More puzzling is what Lieber’s motivation would be for doing this.  An adjunct appointment at Wuhan University of Technology could hardly enhance the professional status of the head of Harvard’s Chemistry Department.  Of course, Lieber might be attracted by the millions he could make from the Chinese, but that is probably not sufficient given how many opportunities someone like Lieber has to make money from American universities and companies.  In addition to the money, Lieber and previous cohorts of willing stooges have often been motivated by the PLDD belief that sharing information with foreign powers is actually helping the world.  They can tell themselves that the Chinese and US should be friends and that friendship is not helped by keeping secrets from each other. They can say that they are helping the world by advancing science through the sharing of knowledge.

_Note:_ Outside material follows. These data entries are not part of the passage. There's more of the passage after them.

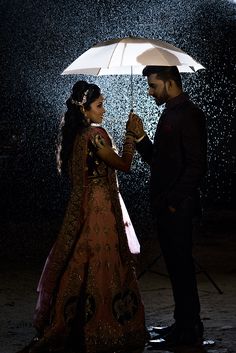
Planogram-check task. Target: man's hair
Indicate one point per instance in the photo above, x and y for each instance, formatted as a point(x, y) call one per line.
point(164, 73)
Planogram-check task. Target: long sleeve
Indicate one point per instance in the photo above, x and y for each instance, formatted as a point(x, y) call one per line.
point(145, 148)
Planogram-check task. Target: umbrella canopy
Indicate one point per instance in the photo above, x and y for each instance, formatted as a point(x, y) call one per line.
point(128, 56)
point(125, 56)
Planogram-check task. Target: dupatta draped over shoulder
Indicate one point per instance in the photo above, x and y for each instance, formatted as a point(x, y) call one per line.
point(73, 222)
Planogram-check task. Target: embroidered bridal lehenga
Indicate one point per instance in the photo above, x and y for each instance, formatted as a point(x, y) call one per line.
point(89, 300)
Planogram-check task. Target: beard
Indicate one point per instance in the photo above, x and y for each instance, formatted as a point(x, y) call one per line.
point(162, 98)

Some other researchers and media outlets have repeated these rationalizations.  For example the NPR coverage of Lieber’s indictment notes:

These kinds of cases are not always straightforward, especially when fundamental research is involved. In spring 2015, Xi Xiaoxing, a physicist at Temple University in Philadelphia, was arrested and accused of sharing sensitive technology with his collaborators in China.

It later emerged that he never did. What’s more, he says, everything he did share was already public, because the findings of basic research aren’t secret. They’re published in scientific journals.

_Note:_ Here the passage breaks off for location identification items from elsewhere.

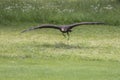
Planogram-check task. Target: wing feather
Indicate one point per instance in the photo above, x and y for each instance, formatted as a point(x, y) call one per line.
point(84, 23)
point(42, 26)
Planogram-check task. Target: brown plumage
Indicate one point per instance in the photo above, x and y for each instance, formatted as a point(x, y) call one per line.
point(63, 28)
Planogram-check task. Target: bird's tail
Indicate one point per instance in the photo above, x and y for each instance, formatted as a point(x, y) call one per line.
point(85, 23)
point(29, 29)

“Academic espionage is a contradiction,” Xi says. “There’s nothing to steal, you can just sit there and read your paper.”

Before you get too moved by these defenses, you should remember that Lieber was paid to a large extent IN CASH. As the Wall Street Journal reports: “his contact at Wuhan discussed how Mr. Lieber would be paid, with some of the funds from Wuhan to be deposited for him in a Chinese bank account and some provided in cash. ‘Our university has put your salary in your…[bank] card and we will help you change the cash for you when you come to Wuhan,’ the Wuhan contact wrote in one January 2017 message.”

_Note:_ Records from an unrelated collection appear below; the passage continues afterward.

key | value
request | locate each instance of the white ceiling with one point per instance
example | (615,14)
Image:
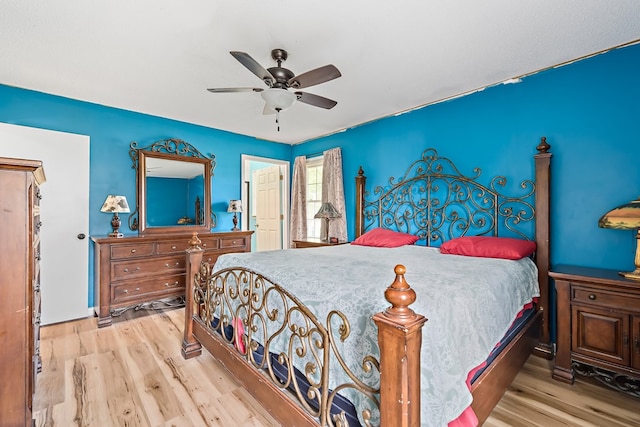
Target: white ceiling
(159,56)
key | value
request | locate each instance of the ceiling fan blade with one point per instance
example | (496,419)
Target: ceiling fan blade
(314,77)
(316,100)
(235,89)
(253,66)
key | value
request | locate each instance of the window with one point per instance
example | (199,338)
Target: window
(314,195)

Famous scientists tend not to be paid in cash and with foreign bank cards for their research when that work is above board.  And they tend not to lie to their employer and federal investigators when that work is clean.  Lieber must have known that what he was doing was dirty.  Self-delusion is not that strong.  And the Chinese were not paying famous scientists in cash because of their love of science.  They knew what they were buying.

When the plague under which we currently suffer is lifted, I expect that we will find ourselves in a new Cold War with China.  And Lieber will likely be remembered as one of the early traitors to his country in that struggle.  No PLDD delusions of sharing knowledge to promote mutual understanding, peace, and science will rescue him. For that, Charles Lieber is worthy of The Higgy.

2 Responses to For the Higgy: Charles Lieber

  1. Greg Forster says:

    Amen to your call for a new Cold War with the Beijing regime – though not with that large portion of “China” that is on our side, both inside and outside the PRC!

    Communists understand very well that people who lack deep moral conviction of the rightness of liberal democracy are looking for something they can do to be part of an inspiring enterprise to improve the world, and thus easily manipulated by cheap moral rhetoric into assisting totalitarianism. That, not money, is the key to the motivation of fellow travelers. (Whitaker Chambers emphasizes this in Witness.) Of course, communists are not the only totalitarians who understand this.

    PS If lending legitimacy to the schemes of BSDDers is sufficient to earn The Higgy, I will resubmit my nomination of John Maynard Keynes!

  2. pdexiii says:

    Oh, no; not the Higgy. He needs an ass-whuppin.